On Friday, March 28, Hopkins alumnus Mark Friedman came to talk to the Film and Media Studies department. Friedman co-wrote the pilot of NBC’s new showBelieve, which premiered on March 10. The other writer was recent Oscar-winner Alfonso Cuarón, who directed the pilot and also serves as executive producer along with J.J. Abrams.
Friedman graduated from Hopkins in 1991 with a degree in history. He was originally a political science major, but discovered that he preferred the story and history behind political science and switched. This emphasis on personal stories continues to inspire his work in Hollywood. He considers himself very interested in the characters and relationships, which inspire his writing.
The fact that he is no longer working on the show is public knowledge, and Friedman had no problem mentioning this, nor did he have anything bad to say about the people he worked with. His name still appears as the co-creator in the short opening credits of each episode.
During the talk, Friedman gave many Film and Media Studies students inside tips over the extended, unaired version of the pilot, while it played on the projector on mute.
Such tidbits included how many takes a certain scene took, where there were cuts in the take, where the stunt double came in during fight scenes and where they filmed. There were many scenes filmed in Brooklyn due to tax breaks for filming in New York state, but the pilot was actually set in Baltimore.
These small pieces of information revealed just how much work goes into making a television show; the minute details that our eyes only notice for an instant can require hours of preparation. For example, there is a pivotal scene in a warehouse which was actually shot in two different places for aesthetic purposes. Watching the pilot, it’s impossible to notice these decisions that went into the production process.
He even remarked on the reasons why certain names were chosen. The little girl in the show, Bo, is based off a nickname for Cuarón’s daughter, Boo.
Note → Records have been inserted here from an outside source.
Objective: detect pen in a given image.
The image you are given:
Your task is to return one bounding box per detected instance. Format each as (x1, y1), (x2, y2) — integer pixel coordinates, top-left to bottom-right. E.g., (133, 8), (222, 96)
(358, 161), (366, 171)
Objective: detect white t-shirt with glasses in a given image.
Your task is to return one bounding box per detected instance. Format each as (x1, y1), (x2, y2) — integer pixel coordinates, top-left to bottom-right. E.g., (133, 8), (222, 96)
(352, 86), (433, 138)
It was especially interesting to hear when NBC wanted certain changes to be made, be it about a character’s hair length or the gender of a certain character. A lot of these judgements were made based on the reactions from focus groups. For a group of Film and Media Studies students, it was invaluable to hear the process of writing a pilot and selling it to a major network, and then how changes are inevitably made. As Friedman explained, once he co-writes and sells a script, he may have little control over how the story arc of the season plays out.
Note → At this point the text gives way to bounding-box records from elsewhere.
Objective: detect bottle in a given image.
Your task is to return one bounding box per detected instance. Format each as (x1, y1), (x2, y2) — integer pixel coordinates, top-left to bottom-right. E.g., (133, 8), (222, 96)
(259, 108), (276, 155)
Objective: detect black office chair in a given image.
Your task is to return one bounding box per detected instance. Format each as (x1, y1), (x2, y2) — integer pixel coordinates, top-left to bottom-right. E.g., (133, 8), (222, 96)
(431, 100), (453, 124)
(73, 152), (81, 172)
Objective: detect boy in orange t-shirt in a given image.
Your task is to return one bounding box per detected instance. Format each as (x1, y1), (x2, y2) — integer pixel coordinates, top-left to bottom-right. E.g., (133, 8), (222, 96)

Believe‘s pilot is different in that it goes above and beyond what a normal television pilot used to be in terms of the level of action and the scope. It cost more than a normal episode would usually cost, and this was in order to really make the pilot memorable. Friedman said that Cuarón wanted the pilot to be shot like a film. The first ten minutes include a violent car crash, an assassin committing double murder and a prison escape.
The rest of the episode follows Bo as her mysterious supernatural abilities allow her to touch the lives of those around her. Bo can sense energies from other people, often reading minds without even understanding her own powers. Friedman was happy to point out that Bo’s scenes with a doctor struggling with his decision to remain a surgeon came from Friedman’s own efforts to add emotion to the story, and they luckily were able to keep this B-Plot in the final cut. Meanwhile, the newly escaped convict, Tate, grapples with his life-threatening instructions to protect and hide Bo from those that want to hurt her and exploit her powers.
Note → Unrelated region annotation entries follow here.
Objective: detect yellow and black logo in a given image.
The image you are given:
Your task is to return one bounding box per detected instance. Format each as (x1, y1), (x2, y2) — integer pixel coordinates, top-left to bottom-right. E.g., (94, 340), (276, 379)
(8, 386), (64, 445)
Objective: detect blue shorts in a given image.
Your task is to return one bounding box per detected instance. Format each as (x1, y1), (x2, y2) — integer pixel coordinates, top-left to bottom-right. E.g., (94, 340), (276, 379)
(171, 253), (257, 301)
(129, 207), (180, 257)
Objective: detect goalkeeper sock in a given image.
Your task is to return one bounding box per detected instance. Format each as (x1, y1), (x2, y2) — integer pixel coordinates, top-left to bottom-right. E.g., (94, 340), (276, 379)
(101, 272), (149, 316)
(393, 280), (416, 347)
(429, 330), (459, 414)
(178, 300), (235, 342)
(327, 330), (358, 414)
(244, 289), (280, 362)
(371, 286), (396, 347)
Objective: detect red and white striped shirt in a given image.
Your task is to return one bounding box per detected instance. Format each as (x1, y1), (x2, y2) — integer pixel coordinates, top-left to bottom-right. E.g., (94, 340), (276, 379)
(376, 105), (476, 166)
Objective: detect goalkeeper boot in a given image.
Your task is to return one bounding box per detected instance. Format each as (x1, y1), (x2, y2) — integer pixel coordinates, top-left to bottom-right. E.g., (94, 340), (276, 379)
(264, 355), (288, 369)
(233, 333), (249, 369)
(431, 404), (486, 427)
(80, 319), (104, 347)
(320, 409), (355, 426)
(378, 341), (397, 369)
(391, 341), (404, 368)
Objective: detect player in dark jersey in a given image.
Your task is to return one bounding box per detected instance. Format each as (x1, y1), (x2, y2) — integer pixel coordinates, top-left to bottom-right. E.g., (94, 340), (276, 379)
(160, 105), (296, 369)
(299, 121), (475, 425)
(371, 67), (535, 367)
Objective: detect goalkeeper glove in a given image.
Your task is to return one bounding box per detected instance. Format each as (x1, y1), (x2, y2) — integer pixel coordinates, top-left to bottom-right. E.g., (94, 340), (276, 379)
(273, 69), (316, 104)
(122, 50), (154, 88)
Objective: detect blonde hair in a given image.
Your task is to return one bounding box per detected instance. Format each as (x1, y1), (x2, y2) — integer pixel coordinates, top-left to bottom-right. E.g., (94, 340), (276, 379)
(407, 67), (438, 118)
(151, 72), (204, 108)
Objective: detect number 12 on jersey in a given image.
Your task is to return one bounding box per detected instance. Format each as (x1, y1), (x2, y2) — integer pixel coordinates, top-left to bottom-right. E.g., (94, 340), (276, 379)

Directors like Cuarón, who have a strong background in heavy special effects films such as Gravity, are becoming more prominent as TV pilot directors, where the pilot can make or break an entire show. Stephen Spielberg has helped with the development of multiple shows, including NBC’s Smash and CBS’s Under the Dome. These big directors are drawn to TV pilots because they can be shot in between larger features, and there is a greater payoff if the show is a success.
With such big names, everybody believes they are in good hands and have high expectations. Fans of each executive producer especially have certain expectations. Friedman wondered if Abrams’ fans would want the show to be more supernatural, which is not what Friedman and Cuarón wanted initially. It will be interesting to see how the story plays out, and if the theme of the show will turn.